Convivencia

For nearly eight hundred years Jew and Christian and Muslim had lived together in Sicily in a dynamic tension that had made it one of the creative centers of Europe. Sicilian Civilization had reached its peak under the Fatimids, who joined to the universal Islamic concern for justice an openness to other wisdoms. But even after the Normans, whose kings were little more than raiders and rough warlords, had taken the island for the Bishop of Rome, they relied on Muslim and Jewish scholars to run their courts. Their Angevin and Aragonese successors had done the same. 

But now this long Convivencia was coming to an end. For ten long years the armies of Fernando and Isabella, the Catholic monarchs of a now united Castile and Aragon, who had inherited Sicily, had laid siege to Qarnata, the last stronghold of al-Andalus.
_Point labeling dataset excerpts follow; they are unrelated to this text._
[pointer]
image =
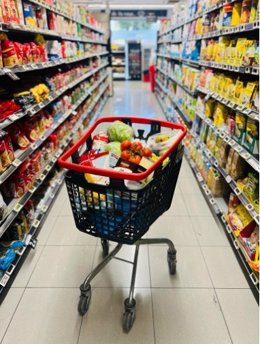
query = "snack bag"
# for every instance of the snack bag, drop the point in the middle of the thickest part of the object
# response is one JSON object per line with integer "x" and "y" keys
{"x": 251, "y": 137}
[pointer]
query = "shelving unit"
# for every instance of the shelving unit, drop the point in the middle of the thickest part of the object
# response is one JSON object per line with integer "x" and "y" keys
{"x": 93, "y": 78}
{"x": 170, "y": 91}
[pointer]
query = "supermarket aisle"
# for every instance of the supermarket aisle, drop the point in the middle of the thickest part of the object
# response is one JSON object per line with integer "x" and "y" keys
{"x": 207, "y": 302}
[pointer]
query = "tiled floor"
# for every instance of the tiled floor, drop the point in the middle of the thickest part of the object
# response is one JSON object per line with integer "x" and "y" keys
{"x": 208, "y": 300}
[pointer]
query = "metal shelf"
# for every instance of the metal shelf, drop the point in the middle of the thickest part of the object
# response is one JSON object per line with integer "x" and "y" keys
{"x": 21, "y": 156}
{"x": 235, "y": 69}
{"x": 48, "y": 64}
{"x": 236, "y": 107}
{"x": 249, "y": 158}
{"x": 243, "y": 198}
{"x": 32, "y": 110}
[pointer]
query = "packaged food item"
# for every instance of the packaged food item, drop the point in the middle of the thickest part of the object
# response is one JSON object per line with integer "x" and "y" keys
{"x": 9, "y": 55}
{"x": 238, "y": 167}
{"x": 3, "y": 207}
{"x": 253, "y": 11}
{"x": 227, "y": 9}
{"x": 240, "y": 219}
{"x": 236, "y": 13}
{"x": 245, "y": 11}
{"x": 29, "y": 14}
{"x": 41, "y": 16}
{"x": 233, "y": 202}
{"x": 4, "y": 156}
{"x": 251, "y": 137}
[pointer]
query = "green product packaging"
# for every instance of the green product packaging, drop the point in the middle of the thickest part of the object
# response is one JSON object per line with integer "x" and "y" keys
{"x": 251, "y": 137}
{"x": 240, "y": 128}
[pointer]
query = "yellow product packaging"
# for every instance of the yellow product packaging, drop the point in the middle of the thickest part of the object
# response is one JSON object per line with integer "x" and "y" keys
{"x": 253, "y": 11}
{"x": 236, "y": 13}
{"x": 251, "y": 137}
{"x": 240, "y": 128}
{"x": 209, "y": 108}
{"x": 241, "y": 46}
{"x": 239, "y": 219}
{"x": 220, "y": 116}
{"x": 246, "y": 96}
{"x": 237, "y": 91}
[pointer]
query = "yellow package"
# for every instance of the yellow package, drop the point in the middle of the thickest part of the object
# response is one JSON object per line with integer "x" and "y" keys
{"x": 236, "y": 14}
{"x": 209, "y": 108}
{"x": 220, "y": 115}
{"x": 237, "y": 91}
{"x": 247, "y": 94}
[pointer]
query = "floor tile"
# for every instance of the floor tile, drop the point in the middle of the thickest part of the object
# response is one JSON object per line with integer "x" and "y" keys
{"x": 241, "y": 313}
{"x": 177, "y": 229}
{"x": 66, "y": 233}
{"x": 191, "y": 269}
{"x": 197, "y": 205}
{"x": 224, "y": 268}
{"x": 8, "y": 307}
{"x": 45, "y": 316}
{"x": 66, "y": 207}
{"x": 27, "y": 267}
{"x": 209, "y": 232}
{"x": 62, "y": 266}
{"x": 46, "y": 229}
{"x": 108, "y": 304}
{"x": 189, "y": 186}
{"x": 178, "y": 207}
{"x": 118, "y": 273}
{"x": 188, "y": 316}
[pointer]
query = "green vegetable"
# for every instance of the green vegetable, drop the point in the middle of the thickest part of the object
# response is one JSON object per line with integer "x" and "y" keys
{"x": 114, "y": 147}
{"x": 119, "y": 131}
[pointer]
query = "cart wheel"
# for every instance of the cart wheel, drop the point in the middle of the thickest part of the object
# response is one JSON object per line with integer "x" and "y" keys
{"x": 172, "y": 262}
{"x": 105, "y": 247}
{"x": 128, "y": 316}
{"x": 84, "y": 301}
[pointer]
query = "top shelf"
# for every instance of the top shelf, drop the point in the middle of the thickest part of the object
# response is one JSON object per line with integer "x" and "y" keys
{"x": 53, "y": 9}
{"x": 209, "y": 10}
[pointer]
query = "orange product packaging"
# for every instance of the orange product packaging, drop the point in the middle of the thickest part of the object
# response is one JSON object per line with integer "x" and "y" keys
{"x": 9, "y": 54}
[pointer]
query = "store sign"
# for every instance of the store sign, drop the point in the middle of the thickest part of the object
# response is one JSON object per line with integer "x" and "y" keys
{"x": 138, "y": 13}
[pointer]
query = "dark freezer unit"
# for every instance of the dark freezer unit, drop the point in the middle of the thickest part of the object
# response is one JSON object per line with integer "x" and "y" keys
{"x": 135, "y": 60}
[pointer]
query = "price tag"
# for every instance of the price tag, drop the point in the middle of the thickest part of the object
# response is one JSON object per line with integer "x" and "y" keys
{"x": 17, "y": 207}
{"x": 13, "y": 118}
{"x": 32, "y": 190}
{"x": 17, "y": 162}
{"x": 228, "y": 179}
{"x": 44, "y": 208}
{"x": 4, "y": 280}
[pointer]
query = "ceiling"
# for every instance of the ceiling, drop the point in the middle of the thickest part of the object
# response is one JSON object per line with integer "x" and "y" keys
{"x": 124, "y": 4}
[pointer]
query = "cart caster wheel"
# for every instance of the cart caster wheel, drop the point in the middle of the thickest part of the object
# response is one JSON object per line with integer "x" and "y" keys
{"x": 105, "y": 247}
{"x": 128, "y": 316}
{"x": 172, "y": 262}
{"x": 84, "y": 301}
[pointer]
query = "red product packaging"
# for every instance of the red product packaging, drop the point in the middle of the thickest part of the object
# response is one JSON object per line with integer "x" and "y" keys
{"x": 9, "y": 55}
{"x": 9, "y": 147}
{"x": 36, "y": 163}
{"x": 18, "y": 137}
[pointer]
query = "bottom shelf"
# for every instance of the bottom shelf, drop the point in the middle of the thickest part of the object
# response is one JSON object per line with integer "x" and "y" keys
{"x": 45, "y": 204}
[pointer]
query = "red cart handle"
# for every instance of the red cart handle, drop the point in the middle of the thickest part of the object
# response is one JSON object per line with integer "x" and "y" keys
{"x": 116, "y": 174}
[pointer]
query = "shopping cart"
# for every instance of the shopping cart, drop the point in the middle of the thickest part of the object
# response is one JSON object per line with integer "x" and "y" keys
{"x": 113, "y": 212}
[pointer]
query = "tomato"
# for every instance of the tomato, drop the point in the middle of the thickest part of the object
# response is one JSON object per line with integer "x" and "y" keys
{"x": 136, "y": 146}
{"x": 135, "y": 158}
{"x": 147, "y": 152}
{"x": 126, "y": 154}
{"x": 125, "y": 145}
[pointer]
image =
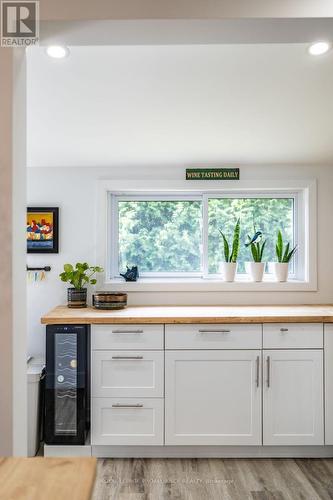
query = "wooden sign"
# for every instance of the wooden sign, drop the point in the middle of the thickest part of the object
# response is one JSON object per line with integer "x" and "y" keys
{"x": 212, "y": 174}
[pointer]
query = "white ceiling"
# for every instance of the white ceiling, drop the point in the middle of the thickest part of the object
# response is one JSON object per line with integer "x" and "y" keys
{"x": 166, "y": 105}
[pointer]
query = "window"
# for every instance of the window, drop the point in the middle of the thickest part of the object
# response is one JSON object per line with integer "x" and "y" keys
{"x": 265, "y": 214}
{"x": 160, "y": 236}
{"x": 178, "y": 235}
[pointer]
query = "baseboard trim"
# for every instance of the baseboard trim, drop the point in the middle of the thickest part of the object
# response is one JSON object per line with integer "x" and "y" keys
{"x": 212, "y": 451}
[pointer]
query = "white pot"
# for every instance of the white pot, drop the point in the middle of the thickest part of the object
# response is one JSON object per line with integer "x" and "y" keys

The Emir Boadbdil, who had taken the kingdom by force from his father, had been told by his astrologers that he was destined to lose it by force as well, and now these prophecies seemed destined to be born out. Supplies were running low and winter was approaching. Rumor had it that the emir had sued for peace and that only the details of the capitulation remained to be worked out. 

Here in Palermo, in the Jewish and Muslim quarters, debate centered on what the impending fall of Qarnata would mean for Sicily. There was no doubt that as the Christians grew stronger they also grew bolder. In Spain itself discriminatory laws had been enacted which purged Jews and Muslims from service to the State. Many, like Shmuel’s father, converted to evade those laws.  Hence Shmuel’s baptism at only a month old as “Salvatore.” But still they faced harassment. The conversos had hoped that Fernando and Isabella would be strong enough to stand up to the hate-mongers, and urged their families and friends and business partners to follow their lead and to actively support the new monarchs. If only they would cooperate –with whoever was in power— they would be left alone, if not to practice their religion then at least, what seemed more important to them, to do business. Instead the new monarchs had, with the approval of Pope Sixtus IV, instituted an Inquisition to seek out reconversos, Jews and Muslims who had returned to the traditions of their people.  But still the wealthy merchants held out hope that whatever the Catholic monarchs did in Spain, they would leave Sicily in peace. 

–It is just the way things are in wartime, Shmuel’s father insisted. Once the Christians win –and the tides of history are on their side— they will stop seeing us as internal enemies and life will return to normal.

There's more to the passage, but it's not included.